The last ferry to Troon sets sail

P&O has discontinued the daily freight ferry crossing between Larne and Troon.

The last sailing on the four-and-a-half-hour route, which comprised a single return crossing each day, took place last week. The company has said that no more than three jobs are at risk on the Troon side and none in Larne.

P&O claimed its hand was forced by the need for repair work on the Norcape ferry, which was the only vessel assigned to the route. However, the operator has also said that all the Troon business is being absorbed by the Larne-Cairnryan service without the need for additional sailings, which is indicative of a rationalisation exercise.

Asked to comment on a claim that the Japanese-built Norcape, which is 32 years old, is to be scrapped, a P&O spokesman said: “The Norcape is currently undergoing repairs, but will not be returning to the route.”

He added that Troon, on the Firth of Clyde, has a “very shallow harbour” and the 150-metre Norcape was one of a small number of shallowed-keeled ferries that could be accommodated there.

“Shallow-keeled vessels are hard to come by and very expensive,” he said.

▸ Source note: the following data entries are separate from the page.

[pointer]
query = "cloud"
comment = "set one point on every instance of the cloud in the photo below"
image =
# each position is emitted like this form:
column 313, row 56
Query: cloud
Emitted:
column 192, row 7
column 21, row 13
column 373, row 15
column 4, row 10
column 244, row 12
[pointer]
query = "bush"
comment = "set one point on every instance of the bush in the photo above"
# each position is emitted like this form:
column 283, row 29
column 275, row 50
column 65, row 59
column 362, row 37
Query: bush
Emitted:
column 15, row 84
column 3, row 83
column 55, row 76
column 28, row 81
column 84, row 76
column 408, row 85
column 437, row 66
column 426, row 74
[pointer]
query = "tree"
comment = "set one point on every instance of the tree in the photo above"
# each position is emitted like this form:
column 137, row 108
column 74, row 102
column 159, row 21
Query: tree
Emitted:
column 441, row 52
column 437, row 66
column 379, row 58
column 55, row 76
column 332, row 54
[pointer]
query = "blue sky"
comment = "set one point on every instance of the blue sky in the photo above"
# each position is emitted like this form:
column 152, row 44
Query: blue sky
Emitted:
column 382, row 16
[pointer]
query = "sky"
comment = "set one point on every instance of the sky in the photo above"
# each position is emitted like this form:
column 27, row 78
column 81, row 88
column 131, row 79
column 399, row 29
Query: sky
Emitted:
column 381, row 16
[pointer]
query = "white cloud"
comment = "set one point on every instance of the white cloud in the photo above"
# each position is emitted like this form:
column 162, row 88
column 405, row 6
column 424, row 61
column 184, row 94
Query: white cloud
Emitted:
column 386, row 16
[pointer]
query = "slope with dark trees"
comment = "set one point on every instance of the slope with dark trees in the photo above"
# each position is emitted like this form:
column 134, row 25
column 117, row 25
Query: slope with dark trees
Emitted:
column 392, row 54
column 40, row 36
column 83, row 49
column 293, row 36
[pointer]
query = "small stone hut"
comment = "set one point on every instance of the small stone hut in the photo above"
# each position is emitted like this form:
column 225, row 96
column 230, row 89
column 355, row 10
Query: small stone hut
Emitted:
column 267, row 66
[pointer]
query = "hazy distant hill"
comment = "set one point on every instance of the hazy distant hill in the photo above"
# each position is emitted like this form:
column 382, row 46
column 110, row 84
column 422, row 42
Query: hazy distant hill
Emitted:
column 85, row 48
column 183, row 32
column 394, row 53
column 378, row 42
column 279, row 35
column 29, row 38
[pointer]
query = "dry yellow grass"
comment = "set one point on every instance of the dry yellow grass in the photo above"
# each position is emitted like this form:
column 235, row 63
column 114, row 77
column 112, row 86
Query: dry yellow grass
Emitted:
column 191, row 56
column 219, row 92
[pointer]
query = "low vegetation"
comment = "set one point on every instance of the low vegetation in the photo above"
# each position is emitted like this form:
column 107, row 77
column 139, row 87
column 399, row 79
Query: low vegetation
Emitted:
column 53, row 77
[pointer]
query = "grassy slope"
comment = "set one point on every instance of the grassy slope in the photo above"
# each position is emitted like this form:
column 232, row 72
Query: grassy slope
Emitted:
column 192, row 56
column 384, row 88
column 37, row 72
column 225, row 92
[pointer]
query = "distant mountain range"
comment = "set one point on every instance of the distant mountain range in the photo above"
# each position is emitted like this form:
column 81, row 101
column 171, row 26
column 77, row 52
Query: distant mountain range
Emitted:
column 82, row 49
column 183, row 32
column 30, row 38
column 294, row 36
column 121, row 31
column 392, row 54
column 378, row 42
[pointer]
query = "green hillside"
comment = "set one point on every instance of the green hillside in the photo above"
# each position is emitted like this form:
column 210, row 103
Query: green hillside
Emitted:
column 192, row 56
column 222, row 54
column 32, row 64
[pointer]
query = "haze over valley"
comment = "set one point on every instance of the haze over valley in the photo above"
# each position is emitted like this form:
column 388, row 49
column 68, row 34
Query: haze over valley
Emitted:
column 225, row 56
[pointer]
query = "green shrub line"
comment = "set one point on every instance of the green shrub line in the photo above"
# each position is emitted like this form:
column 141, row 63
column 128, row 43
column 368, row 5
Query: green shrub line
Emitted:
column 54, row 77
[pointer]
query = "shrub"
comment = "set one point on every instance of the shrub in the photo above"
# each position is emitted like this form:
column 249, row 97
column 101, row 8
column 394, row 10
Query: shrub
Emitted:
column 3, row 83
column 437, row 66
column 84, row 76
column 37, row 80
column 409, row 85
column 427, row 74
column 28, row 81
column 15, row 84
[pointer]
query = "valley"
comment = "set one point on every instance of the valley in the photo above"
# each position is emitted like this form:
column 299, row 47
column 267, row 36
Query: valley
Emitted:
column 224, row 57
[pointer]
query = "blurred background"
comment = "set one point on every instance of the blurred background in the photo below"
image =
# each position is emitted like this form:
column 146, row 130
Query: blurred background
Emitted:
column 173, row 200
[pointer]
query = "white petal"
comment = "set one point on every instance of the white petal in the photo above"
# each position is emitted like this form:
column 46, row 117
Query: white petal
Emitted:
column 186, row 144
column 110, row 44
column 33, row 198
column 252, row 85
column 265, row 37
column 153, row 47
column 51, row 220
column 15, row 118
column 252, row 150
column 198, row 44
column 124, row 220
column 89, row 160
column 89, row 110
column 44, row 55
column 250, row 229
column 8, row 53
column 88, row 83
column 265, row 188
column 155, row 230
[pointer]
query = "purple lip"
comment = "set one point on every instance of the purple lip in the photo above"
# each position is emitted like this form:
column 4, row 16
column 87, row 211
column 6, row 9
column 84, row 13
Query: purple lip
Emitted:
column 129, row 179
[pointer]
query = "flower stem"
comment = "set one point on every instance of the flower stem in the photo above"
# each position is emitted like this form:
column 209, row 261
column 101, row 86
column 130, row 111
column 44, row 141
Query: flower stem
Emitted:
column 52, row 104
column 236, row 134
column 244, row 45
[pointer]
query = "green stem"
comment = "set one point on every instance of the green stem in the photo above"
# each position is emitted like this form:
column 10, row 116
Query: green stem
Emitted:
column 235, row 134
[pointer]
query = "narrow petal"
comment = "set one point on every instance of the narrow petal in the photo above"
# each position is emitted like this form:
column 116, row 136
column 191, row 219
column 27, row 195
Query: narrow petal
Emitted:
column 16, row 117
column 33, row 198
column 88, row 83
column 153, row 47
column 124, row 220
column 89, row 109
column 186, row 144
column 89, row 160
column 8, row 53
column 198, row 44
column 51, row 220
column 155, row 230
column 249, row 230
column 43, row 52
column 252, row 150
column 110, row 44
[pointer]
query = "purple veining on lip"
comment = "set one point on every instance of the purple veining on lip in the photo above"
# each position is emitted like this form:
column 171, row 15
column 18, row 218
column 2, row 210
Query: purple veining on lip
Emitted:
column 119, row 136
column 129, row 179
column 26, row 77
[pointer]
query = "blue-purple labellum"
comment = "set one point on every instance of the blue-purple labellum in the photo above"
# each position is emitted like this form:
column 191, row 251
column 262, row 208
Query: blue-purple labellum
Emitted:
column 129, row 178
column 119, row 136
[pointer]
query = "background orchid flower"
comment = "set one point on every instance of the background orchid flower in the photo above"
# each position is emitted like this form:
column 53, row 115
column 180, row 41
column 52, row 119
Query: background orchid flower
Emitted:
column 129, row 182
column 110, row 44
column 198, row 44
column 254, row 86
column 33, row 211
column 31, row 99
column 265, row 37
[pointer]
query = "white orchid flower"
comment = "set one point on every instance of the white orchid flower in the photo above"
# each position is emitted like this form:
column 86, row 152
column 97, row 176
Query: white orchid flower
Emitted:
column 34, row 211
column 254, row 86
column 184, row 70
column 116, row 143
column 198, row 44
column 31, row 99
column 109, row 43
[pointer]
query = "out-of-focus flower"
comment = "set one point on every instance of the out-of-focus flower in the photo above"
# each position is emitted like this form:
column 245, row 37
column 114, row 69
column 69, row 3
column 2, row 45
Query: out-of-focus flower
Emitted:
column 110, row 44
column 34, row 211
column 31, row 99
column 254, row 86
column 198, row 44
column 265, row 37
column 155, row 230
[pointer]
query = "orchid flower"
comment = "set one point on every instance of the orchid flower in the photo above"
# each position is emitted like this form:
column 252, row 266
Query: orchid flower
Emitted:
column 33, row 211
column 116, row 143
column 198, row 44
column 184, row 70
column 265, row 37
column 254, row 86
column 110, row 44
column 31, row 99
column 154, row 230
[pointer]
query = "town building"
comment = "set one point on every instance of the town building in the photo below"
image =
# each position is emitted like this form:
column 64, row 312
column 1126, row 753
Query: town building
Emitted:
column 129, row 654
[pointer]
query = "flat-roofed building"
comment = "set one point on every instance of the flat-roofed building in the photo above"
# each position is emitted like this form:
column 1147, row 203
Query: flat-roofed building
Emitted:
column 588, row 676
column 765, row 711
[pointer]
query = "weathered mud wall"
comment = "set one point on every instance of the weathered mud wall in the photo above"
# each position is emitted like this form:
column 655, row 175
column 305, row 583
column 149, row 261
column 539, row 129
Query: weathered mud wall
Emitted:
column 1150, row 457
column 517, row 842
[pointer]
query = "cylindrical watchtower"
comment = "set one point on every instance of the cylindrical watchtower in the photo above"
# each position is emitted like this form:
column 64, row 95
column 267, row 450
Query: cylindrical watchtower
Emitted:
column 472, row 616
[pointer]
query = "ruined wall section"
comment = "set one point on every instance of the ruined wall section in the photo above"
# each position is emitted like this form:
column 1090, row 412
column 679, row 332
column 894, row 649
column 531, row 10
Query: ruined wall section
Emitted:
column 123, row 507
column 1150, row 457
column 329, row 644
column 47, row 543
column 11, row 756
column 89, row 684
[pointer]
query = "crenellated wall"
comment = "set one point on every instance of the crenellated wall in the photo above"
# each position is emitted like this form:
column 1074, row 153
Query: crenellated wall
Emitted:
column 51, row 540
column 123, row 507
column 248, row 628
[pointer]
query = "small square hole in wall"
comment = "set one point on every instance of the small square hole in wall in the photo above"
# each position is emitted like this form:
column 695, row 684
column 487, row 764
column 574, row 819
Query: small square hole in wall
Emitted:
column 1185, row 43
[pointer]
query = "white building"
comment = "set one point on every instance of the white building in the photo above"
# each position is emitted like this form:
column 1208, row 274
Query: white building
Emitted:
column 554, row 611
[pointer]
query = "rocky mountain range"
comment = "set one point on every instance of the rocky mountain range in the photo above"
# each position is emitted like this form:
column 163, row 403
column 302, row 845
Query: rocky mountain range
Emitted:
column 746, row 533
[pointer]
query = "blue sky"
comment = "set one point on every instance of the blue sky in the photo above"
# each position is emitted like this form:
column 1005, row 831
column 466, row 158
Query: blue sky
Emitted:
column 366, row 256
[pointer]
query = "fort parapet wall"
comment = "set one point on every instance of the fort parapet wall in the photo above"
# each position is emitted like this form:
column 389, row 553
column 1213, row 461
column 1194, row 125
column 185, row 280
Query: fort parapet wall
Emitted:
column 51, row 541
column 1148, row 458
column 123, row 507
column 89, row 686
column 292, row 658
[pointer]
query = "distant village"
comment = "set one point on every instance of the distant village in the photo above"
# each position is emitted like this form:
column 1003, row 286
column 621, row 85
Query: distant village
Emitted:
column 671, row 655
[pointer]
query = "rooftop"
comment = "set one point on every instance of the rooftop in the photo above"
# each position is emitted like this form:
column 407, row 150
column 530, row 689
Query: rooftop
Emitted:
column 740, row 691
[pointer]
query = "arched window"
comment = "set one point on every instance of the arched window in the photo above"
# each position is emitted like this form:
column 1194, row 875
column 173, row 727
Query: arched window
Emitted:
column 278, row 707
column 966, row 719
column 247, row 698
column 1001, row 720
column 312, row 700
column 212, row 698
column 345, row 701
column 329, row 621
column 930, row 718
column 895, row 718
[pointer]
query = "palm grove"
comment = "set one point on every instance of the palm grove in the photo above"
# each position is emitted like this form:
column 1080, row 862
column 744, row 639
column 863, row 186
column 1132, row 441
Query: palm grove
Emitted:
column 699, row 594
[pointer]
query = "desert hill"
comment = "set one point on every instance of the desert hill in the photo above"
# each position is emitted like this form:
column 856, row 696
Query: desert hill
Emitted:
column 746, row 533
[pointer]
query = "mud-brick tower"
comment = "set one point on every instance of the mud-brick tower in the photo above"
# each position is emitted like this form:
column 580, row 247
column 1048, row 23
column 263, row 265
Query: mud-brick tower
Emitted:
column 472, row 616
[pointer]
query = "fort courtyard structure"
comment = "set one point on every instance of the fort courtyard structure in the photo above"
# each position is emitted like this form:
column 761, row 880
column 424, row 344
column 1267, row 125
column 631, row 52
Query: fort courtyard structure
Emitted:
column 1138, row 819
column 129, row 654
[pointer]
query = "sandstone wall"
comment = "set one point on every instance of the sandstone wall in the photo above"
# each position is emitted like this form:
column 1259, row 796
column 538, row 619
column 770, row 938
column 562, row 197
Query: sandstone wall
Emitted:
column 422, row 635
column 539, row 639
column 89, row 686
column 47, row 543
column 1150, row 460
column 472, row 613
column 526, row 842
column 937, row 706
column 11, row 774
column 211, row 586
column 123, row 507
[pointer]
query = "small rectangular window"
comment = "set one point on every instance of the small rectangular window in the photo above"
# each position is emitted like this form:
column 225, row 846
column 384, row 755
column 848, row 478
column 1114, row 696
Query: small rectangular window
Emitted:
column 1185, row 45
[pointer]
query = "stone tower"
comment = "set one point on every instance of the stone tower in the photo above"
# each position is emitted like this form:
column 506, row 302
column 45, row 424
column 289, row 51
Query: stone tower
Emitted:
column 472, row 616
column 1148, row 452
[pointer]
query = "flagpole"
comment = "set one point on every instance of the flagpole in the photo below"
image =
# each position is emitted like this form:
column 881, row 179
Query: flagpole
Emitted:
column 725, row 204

The end of the Troon ferry comes two years after Stena pulled the plug on its freight run between Larne and Fleetwood. After the last ferry sailed on Christmas Eve, 2010, the Larne Times reported that Stena had entered into negotiations with trade unions over 141 staff employed on three ferries. Only one lived in Larne, but there were fears for locally for the employment prospects of people employed on the dock-side.